The investigation into Ergenekon, a clandestine criminal organization nested within the state bureaucracy and accused of working to overthrow the government, was launched in 2007. Dozens of its suspected members from the military, academia and the business world have been arrested on charges of membership in a terrorist organization.
Though the probe seeks to eliminate the Turkish deep state, its opponents claim that it is a maneuver by the country’s conservative -- or so-called Islamist -- population to weaken Turkey’s secular principles.
However, according to several Turkish analysts following the course of developments from abroad, this is not the case. To them, the Ergenekon investigation has uncovered a battle between supporters of the status quo and supporters of change, i.e., full compliance with democracy and the rule of law.
Ahmet Kuru, an assistant professor of political science at San Diego State University, said he sees the Ergenekon probe as a struggle between the state bureaucracy, the military and the judiciary, in which neither the ruling Justice and Development Party (AK Party) nor its leader, Prime Minister Recep Tayyip Erdoğan, plays a pivotal role.
“This is a battle between authoritarianism and democracy, not between secularism and Islamism. Those arresting the generals are as secular as the generals themselves. The AK Party defends a passive secularism that tolerates the public visibility of religion. The CHP [Republican People’s Party] defends the sort of secularism that would kick religion out of the public domain,” he explained.
According to Ramazan Kılınç, a political scientist and lecturer at Michigan State University, those who interpret the course of recent developments in Turkey as a confrontation between secularists and Islamists fail to observe the transformation Islamist groups have gone through in Turkey over the last decade.
Stressing that Islamist groups in Turkey have become fervent supporters of democracy, particularly after the military intervention of 1997, Kılınç said this was the only way for them to survive in the political arena. To the contrary, he said, the Kemalist circles, the CHP and the members of the supreme judiciary have failed to contribute to the democratization process in Turkey, blocking many reforms including the solution of the Kurdish and headscarf problems.
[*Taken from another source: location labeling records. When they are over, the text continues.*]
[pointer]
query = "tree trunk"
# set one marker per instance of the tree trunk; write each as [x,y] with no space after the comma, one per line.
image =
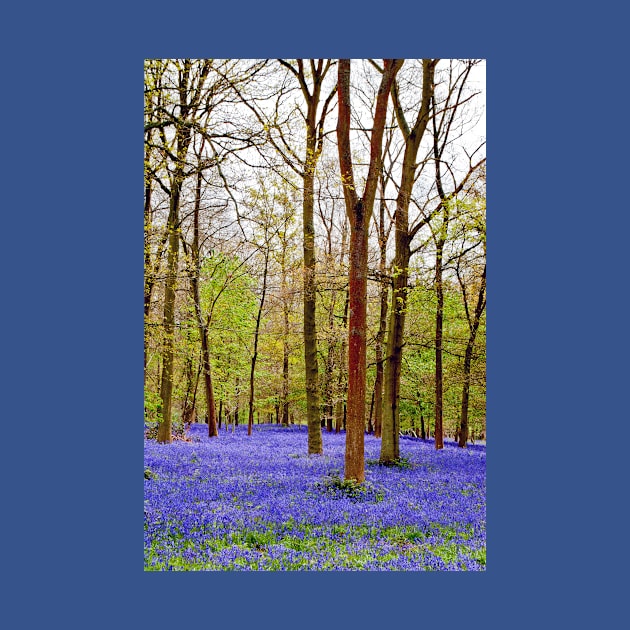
[164,433]
[474,326]
[439,325]
[250,419]
[359,211]
[382,324]
[390,443]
In 2008, the CHP challenged a constitutional reform package initiated by the AK Party to remove the headscarf ban in universities at the Constitutional Court, leading to the annulment of the reform. The party also said it would not support the government’s Kurdish initiative, which aims to resolve Turkey’s long-standing Kurdish and terrorism problems.
Bülent Gökay, a political scientist and a lecturer at Keele University, said the investigation into Ergenekon was a delayed confrontation with the deep state within Turkey, as similar confrontations took place in other NATO countries in the 1990s.
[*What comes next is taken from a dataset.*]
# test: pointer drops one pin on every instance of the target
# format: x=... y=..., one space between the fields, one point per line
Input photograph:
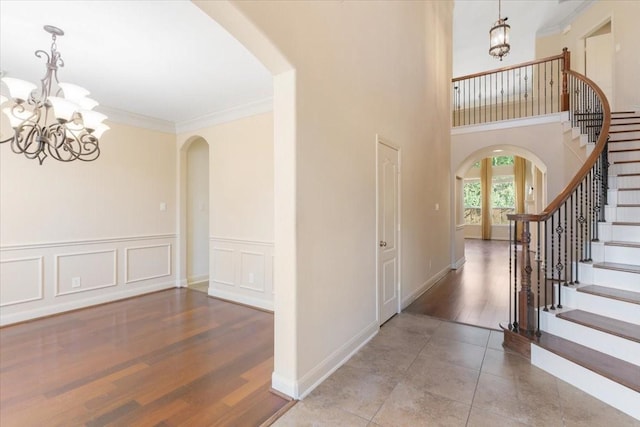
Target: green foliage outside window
x=502 y=160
He said that although just a small part of the deep state has been unearthed so far, it was still important to start this cleansing process. “Turkey’s Gladio is nested in the depths; it touches nearly the entire political and economic structure, so it requires tough, long-term and careful planning to disclose it,” said Gökay.
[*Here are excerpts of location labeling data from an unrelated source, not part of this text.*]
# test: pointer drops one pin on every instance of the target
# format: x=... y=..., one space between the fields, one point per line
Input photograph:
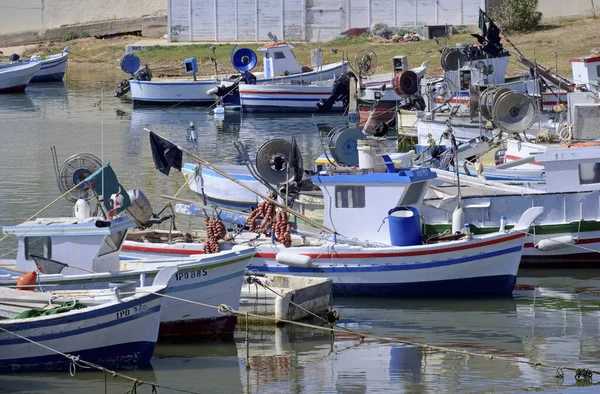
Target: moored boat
x=43 y=329
x=14 y=77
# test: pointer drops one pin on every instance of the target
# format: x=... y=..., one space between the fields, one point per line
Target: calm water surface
x=559 y=324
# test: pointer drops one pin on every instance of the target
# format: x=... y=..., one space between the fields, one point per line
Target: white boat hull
x=481 y=266
x=223 y=192
x=285 y=97
x=212 y=279
x=53 y=68
x=15 y=77
x=170 y=91
x=115 y=333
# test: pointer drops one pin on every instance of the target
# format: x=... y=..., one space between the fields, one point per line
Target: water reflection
x=554 y=317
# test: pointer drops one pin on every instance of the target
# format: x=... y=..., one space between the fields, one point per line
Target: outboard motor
x=340 y=91
x=130 y=63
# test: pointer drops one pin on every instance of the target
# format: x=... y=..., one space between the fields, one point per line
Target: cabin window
x=589 y=173
x=112 y=243
x=39 y=246
x=349 y=196
x=414 y=193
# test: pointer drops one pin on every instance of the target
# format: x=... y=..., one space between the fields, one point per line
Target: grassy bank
x=567 y=38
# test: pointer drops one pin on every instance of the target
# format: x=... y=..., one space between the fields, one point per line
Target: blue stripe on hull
x=114 y=355
x=48 y=78
x=489 y=285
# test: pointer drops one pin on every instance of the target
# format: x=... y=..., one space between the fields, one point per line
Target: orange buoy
x=27 y=279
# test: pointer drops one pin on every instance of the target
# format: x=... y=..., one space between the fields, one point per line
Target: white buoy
x=458 y=220
x=293 y=259
x=555 y=243
x=82 y=209
x=502 y=224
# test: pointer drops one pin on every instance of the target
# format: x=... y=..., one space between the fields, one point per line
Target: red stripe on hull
x=14 y=89
x=151 y=249
x=400 y=254
x=216 y=327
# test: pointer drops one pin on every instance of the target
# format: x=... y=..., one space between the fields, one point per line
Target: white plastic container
x=82 y=209
x=369 y=154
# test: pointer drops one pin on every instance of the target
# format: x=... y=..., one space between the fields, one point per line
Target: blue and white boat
x=280 y=66
x=107 y=327
x=88 y=250
x=53 y=68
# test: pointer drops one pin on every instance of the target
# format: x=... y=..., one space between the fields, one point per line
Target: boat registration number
x=131 y=311
x=190 y=274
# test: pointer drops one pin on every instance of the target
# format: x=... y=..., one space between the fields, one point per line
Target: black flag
x=165 y=154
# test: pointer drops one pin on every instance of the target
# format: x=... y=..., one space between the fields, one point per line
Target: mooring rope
x=78 y=362
x=580 y=373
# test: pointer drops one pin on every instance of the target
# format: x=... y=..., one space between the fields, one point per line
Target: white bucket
x=369 y=154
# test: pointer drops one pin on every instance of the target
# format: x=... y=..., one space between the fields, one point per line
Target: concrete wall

George Washington University lecturer Merve Kavakçı, a former deputy who was kicked out of Parliament in 1999 due to her insistence on wearing a headscarf, said there were some circles who have contact with Washington-based neo-cons who want to defame the AK Party at all costs. Kavakçı said she interprets the recent developments in Turkey as the pains of democratization and the transformation from an elitist autocracy into a representative democracy.